Form 8947 is already consistent with this interpretation. The form asks manufacturers to indicate the name of the section 45C orphan drug, if applicable, then in the next column asks manufacturers to indicate the “date of FDA approval for non-orphan drug marketing, if applicable.” BIO agrees that it is appropriate to limit reporting of additional indications on Form 8947 to non-orphan indications. We further ask the IRS to confirm in its guidance that FDA approval for an additional indication will result in denial of the orphan drug exemption only if that additional indication is not itself eligible for orphan status.

Our remaining comments below concern the various formulas by which the IRS proposes to calculate each manufacturer’s share of the annual fee. BIO recognizes the difficulty of calculating this number quickly, accurately, and in accordance with the statute’s requirements. We thank the IRS for its efforts to accommodate these competing concerns. Nevertheless, Congress made a deliberate decision to use the methodologies laid out in the statute with the knowledge that its decision would benefit some manufacturers and harm others. We urge the IRS not to allow the current limitations of the agencies tasked with implementing the legislation to create a different set of benefits and detriments that Congress did not intend.

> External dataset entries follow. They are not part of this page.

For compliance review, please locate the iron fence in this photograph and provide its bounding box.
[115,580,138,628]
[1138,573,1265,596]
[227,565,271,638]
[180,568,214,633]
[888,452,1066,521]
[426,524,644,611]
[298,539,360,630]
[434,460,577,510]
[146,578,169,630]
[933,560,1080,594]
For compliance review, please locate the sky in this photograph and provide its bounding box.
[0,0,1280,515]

Following the structure of Notice 2011-9, we have organized our remaining comments according to the federal health care program to which they pertain.

A.    The IRS should apply the orphan drug exemption to any drug that could have claimed the Section 45C credit.

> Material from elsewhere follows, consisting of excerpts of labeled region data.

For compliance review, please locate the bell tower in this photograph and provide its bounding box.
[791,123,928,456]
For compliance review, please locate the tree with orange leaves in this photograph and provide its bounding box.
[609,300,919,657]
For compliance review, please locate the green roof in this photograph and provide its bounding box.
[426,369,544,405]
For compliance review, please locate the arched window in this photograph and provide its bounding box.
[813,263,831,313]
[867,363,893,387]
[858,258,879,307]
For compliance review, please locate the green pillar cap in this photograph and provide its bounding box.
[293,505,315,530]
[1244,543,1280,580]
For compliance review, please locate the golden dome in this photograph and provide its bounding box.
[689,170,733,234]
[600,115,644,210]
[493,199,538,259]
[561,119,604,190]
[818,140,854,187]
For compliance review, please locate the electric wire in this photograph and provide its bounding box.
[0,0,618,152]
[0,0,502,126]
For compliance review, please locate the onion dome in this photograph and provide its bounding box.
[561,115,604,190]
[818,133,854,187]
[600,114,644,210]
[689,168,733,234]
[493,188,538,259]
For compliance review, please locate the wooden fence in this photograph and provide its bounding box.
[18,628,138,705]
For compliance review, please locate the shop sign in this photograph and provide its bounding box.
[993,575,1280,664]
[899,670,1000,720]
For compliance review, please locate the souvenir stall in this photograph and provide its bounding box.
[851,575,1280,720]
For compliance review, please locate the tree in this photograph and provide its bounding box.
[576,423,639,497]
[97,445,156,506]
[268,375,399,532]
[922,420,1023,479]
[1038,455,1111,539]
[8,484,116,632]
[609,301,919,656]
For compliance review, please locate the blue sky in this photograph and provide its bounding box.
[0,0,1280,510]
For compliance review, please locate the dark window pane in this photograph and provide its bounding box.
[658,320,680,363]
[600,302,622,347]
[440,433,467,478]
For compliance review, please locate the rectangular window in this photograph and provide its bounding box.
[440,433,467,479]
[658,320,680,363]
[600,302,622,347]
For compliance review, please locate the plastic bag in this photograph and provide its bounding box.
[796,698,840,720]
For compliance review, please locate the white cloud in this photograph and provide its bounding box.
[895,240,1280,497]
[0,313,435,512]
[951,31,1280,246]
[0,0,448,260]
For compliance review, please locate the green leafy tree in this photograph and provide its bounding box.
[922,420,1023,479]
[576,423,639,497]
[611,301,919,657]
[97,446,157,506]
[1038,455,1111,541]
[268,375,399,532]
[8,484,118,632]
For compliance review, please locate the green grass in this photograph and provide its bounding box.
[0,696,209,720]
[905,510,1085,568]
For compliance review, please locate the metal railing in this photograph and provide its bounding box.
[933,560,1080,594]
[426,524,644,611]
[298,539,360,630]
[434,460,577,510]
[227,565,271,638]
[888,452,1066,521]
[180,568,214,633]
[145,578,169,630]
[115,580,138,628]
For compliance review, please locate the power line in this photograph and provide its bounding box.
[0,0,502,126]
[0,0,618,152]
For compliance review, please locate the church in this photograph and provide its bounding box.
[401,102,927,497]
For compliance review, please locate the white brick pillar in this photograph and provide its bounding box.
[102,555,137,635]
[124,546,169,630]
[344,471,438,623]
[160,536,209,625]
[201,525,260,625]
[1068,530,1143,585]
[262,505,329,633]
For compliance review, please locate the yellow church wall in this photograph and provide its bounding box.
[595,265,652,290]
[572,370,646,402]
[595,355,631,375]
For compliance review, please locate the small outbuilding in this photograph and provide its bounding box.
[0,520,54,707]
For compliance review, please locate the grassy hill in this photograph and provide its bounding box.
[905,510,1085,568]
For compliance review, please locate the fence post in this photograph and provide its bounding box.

We are disappointed that the IRS has proposed in Notice 2011-9 to apply the orphan drug exemption only to drugs for which the manufacturer actually claimed a tax credit under Section 45C. We believe that such an interpretation stands against the intent of the exemption to promote the development of orphan drugs and that the IRS should instead exempt any drug for which a manufacturer could have claimed a 45C credit.

The IRS did not lay out the reasoning for its interpretation in Notice 2011-9 and we are unable to discern any basis for it. The proposed interpretation is not mandated by the language of the statute, which states only that the exemption applies to any drug or biological for which the 45C credit was “allowed.” The statute’s legislative history is, if anything, more permissive
than the statute in that it adds that the exemption applies to any drug or biological that “qualified under section 45C.”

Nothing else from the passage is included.